No tardé mucho en entrar en zonas de la biblioteca menos infantiles, custodiadas sobre todo por mi tía Gelines, que tenía la costumbre de forrar cada libro con papel verde nada más comprarlo y poner un número en el lomo, sin el título. Supongo que ella asociaba cada número con el título, pero llegó a haber bastante más de mil. Todos iguales, verdes, sin ilustración. Ahí leí mucho de la colección Austral, de Espasa Calpe, la primera de bolsillo en España. Estos libros eran buenos con frecuencia (¡Shakespeare traducido por Astrana Marín!), pero su imagen gráfica se correspondía con la época y el país donde se publicaban: austera, siendo generosos. Carente de interés, acercándonos un pelín más a la verdad. Luego, sin salirnos del bolsillo, hubo más colecciones: Reno, Bruguera... pero el despliegue gráfico seguía siendo pobre. Eso, en la librería, porque en casa todo estaba uniformemente verde.
Conociendo, por otro lado, la escuela de la época, es fácil entender que mi educación visual oscila entre lo inexistente y lo desastrosa. Llegué bastante leído a la adolescencia, y convencido de que los libros con tapas o cubiertas bonitas, de colorines, eran para críos. Yo tenía que leer cosas que probablemente fueran fascinantes, pero debían parecer ladrillos para ser respetables. Y entonces un día…
Cubiertas de Alianza en mi casa
Me gustaría contar un gran momento de deslumbramiento, que seguramente hubo porque recuerdo a la menor de mis tías, Mai, gran lectora como Gelines y los demás, con un libro en las manos de una colección de bolsillo nueva y deslumbrante. Pero tendría que inventarlo, hay demasiada bruma. Olvidé cuál fue la portada que me mostró que se podían explicar cosas sin necesidad de palabras.

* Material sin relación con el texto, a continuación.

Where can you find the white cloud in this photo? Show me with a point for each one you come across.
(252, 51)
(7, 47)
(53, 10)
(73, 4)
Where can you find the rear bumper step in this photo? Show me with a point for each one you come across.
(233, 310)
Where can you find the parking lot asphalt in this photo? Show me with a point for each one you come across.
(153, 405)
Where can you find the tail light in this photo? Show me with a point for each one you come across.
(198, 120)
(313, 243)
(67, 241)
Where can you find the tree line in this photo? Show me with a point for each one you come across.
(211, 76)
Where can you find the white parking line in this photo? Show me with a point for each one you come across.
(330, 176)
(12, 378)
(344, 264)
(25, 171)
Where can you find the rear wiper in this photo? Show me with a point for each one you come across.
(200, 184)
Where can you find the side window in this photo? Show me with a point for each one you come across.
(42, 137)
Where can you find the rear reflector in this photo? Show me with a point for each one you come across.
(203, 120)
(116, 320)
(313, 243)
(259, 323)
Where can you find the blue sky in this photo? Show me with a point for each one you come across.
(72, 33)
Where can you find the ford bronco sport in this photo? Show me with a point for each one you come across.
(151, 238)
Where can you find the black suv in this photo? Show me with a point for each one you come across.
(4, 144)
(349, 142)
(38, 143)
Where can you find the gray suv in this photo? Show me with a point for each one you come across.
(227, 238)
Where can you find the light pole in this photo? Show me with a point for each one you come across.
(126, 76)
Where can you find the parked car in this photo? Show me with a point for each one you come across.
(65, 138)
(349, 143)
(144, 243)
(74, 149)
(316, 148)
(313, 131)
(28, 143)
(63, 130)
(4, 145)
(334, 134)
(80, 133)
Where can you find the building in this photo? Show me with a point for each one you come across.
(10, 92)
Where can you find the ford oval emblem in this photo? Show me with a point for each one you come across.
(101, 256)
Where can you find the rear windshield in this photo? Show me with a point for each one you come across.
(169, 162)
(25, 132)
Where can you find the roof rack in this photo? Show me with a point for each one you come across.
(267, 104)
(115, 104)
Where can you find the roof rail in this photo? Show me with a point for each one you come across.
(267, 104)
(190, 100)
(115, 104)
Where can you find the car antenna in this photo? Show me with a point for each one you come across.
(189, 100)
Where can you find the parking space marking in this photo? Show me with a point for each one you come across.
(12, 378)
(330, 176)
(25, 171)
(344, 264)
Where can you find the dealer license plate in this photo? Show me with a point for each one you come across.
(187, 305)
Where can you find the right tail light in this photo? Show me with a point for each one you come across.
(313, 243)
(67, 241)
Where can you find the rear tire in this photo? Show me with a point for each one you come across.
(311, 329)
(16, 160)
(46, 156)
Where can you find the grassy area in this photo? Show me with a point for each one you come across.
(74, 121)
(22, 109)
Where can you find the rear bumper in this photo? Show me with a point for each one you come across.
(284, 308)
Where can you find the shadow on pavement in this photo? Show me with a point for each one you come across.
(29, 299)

Ideas complicadas, de adulto, sugerencias que dejaban abiertas tantas posibilidades que uno se echaba encima del libro a devorarlo, a ver cómo se desarrollaban en el medio conocido, las palabras. Sé que la colección era la de Alianza, que estaba llegando a la edad en que podía comprar libros por mí mismo, a siete duros el ejemplar, que empecé a atesorarlos con criterios erráticos, que compré muchísimos menos de los que deseé, y que las más de las veces el deseo empezaba cuando veía aquellas cubiertas que no se parecían a nada que hubiera visto antes: tan divertidas como las ilustraciones para niños, tan inteligentes como los libros para adultos.

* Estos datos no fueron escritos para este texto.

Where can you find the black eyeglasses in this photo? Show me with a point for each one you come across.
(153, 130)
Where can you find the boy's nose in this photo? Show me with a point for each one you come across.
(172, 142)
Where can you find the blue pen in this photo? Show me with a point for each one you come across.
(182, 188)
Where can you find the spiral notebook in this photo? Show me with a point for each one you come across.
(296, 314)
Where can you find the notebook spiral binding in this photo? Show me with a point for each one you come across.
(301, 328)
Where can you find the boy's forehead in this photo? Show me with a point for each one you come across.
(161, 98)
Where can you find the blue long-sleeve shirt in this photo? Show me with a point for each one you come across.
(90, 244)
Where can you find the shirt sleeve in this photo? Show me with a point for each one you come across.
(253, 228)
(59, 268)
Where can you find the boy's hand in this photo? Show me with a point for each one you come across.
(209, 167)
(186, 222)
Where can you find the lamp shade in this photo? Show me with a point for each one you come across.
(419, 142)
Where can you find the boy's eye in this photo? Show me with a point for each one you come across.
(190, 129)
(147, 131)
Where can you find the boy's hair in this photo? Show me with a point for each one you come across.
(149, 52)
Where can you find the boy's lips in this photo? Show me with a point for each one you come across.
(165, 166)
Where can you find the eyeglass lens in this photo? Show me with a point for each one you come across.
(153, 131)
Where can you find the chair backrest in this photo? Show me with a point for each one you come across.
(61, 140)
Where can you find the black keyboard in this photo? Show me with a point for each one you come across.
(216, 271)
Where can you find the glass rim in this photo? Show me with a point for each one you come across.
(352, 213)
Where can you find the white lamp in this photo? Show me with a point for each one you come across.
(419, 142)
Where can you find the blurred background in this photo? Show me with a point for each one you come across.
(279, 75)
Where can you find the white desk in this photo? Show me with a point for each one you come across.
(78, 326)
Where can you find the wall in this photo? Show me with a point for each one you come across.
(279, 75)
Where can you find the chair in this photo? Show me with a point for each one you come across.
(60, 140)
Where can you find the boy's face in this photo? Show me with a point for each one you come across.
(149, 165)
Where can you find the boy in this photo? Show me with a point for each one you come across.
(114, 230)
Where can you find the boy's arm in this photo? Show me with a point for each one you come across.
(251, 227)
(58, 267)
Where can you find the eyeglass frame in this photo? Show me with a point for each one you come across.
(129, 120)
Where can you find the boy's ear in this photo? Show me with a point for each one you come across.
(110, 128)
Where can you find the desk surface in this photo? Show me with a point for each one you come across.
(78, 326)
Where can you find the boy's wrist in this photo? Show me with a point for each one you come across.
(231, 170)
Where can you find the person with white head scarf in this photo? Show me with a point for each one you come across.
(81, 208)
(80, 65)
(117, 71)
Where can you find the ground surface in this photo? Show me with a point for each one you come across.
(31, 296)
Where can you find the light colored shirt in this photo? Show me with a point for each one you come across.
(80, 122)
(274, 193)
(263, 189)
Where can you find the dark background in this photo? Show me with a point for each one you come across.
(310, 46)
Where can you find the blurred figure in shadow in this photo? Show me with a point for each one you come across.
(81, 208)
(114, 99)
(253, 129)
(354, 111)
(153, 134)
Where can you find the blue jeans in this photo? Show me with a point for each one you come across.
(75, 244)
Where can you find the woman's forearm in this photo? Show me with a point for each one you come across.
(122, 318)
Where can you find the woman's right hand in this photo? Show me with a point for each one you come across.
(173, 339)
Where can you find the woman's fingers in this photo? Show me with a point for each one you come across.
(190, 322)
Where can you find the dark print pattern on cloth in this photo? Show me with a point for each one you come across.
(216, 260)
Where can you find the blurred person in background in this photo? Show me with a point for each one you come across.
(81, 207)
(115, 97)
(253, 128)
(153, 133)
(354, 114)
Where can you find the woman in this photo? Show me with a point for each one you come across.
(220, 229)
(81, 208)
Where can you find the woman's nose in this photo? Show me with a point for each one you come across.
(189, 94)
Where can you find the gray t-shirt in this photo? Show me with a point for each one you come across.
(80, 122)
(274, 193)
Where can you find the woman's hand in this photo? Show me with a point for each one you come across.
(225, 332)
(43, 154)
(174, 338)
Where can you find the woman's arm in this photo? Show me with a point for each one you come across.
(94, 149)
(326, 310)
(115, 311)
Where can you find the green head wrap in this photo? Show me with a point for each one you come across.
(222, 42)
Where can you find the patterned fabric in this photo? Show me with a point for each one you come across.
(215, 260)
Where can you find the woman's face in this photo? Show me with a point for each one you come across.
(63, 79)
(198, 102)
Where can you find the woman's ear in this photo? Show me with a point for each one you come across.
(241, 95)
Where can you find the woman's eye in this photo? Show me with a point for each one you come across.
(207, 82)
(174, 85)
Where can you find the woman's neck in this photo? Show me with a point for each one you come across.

Y no tardé mucho en descubrir que todos aquellos discursos sin palabras se debían a la misma persona, que ejercía una profesión hasta entonces desconocida por mí y cuyo nombre pasó a figurar en el reducido círculo de los adultos a los que admiraba. Durante muchos años el único diseñador gráfico al que conocía por su nombre fue Daniel Gil, y cuando tiempo después trabajé en un estudio de diseño descubrí que había tenido la misma significación para muchos coetáneos; que en boca de sus colegas más jóvenes ese nombre sonaba con la misma unción con que yo lo pronunciaba. Han ido pasando años y he conocido a más diseñadores, muchos de ellos catalanes como el mío de cabecera, y a casi todos, antes o después, les he oído nombrarlo con la misma admiración.

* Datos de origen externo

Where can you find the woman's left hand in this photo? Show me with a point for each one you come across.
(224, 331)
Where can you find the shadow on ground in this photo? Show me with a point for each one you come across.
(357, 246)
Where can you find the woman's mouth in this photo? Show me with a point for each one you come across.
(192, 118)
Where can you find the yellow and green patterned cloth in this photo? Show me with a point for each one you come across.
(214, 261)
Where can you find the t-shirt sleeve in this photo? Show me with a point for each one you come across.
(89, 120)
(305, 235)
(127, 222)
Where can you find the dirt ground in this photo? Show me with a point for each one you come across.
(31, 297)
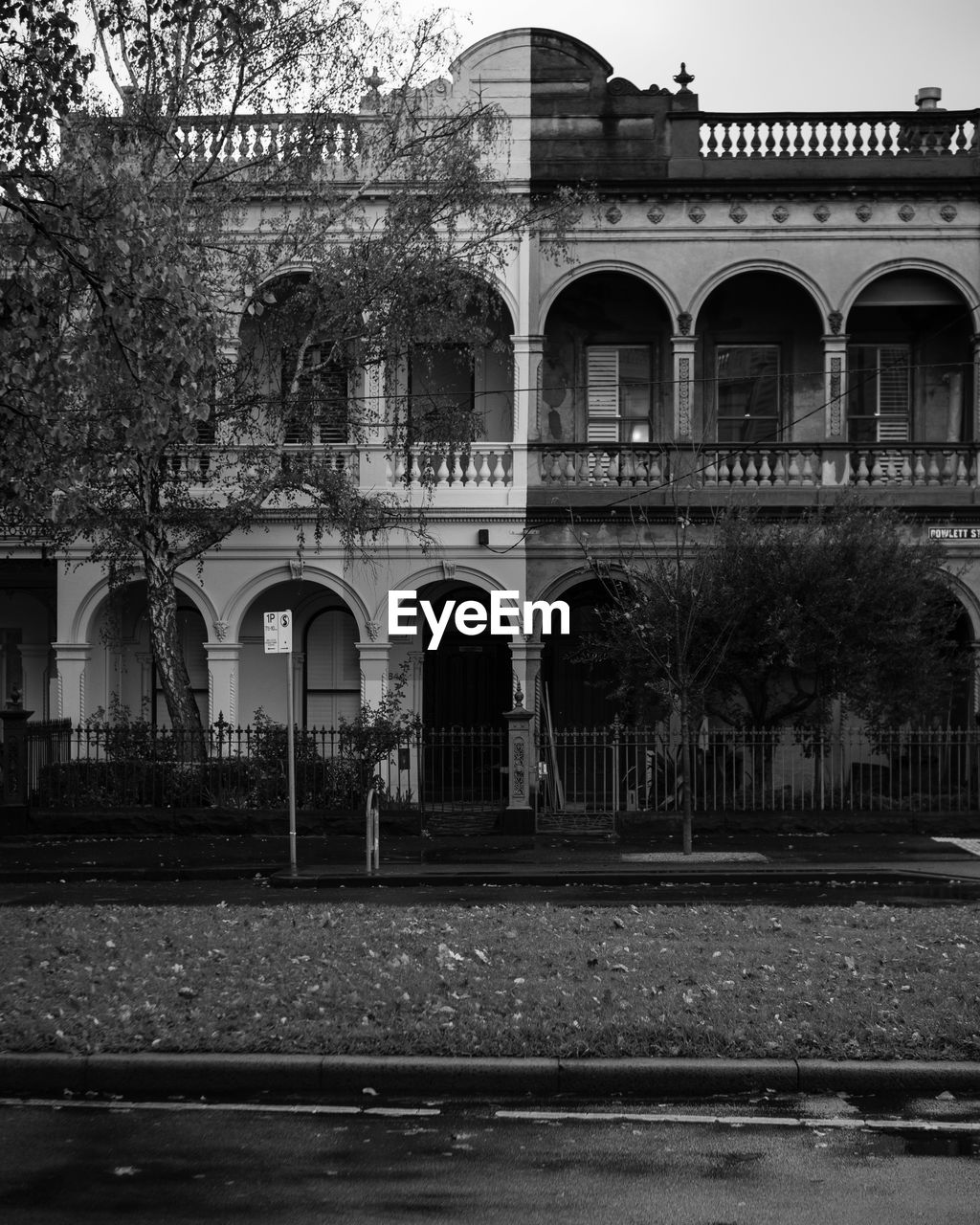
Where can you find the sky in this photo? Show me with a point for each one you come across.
(766, 54)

Y gratitud, la que se siente hacia un maestro. Uno que hizo toda su carrera antes de internet, por lo que en este medio queda una presencia de su trabajo mucho menor de lo que merece, pero ha sido un placer buscarla y encontrar la magnífica muestra de imágenes que ha recopilado un Sobrino suyo, o este que dice ser «un sitio para que los exfumadores se entusiasmen, supongo» y que me entusiasma no por exfumador, sino por admirador de la inteligencia: una de las tres cosas, con los niños y las mujeres hermosas, con las que uno se encuentra por todas partes sin necesidad de buscarlas, y que ratifican sin necesidad de reflexión que la vida merece la pena vivirse incluso cuando todo sale mal.
Pero muchas veces algo sale bien. Me invitan a la inauguración de una exposición en Santander, su ciudad natal, Daniel Gil. Los mil rostros del libro. Voy, sin esperar encontrar nada nuevo. Y no encuentro nada nuevo. Pero de golpe me topo con media vida, la nuestra, colgada de las paredes del CASYC.

Tres de los marcapáginas de la exposición (me parece que ya no quedan...)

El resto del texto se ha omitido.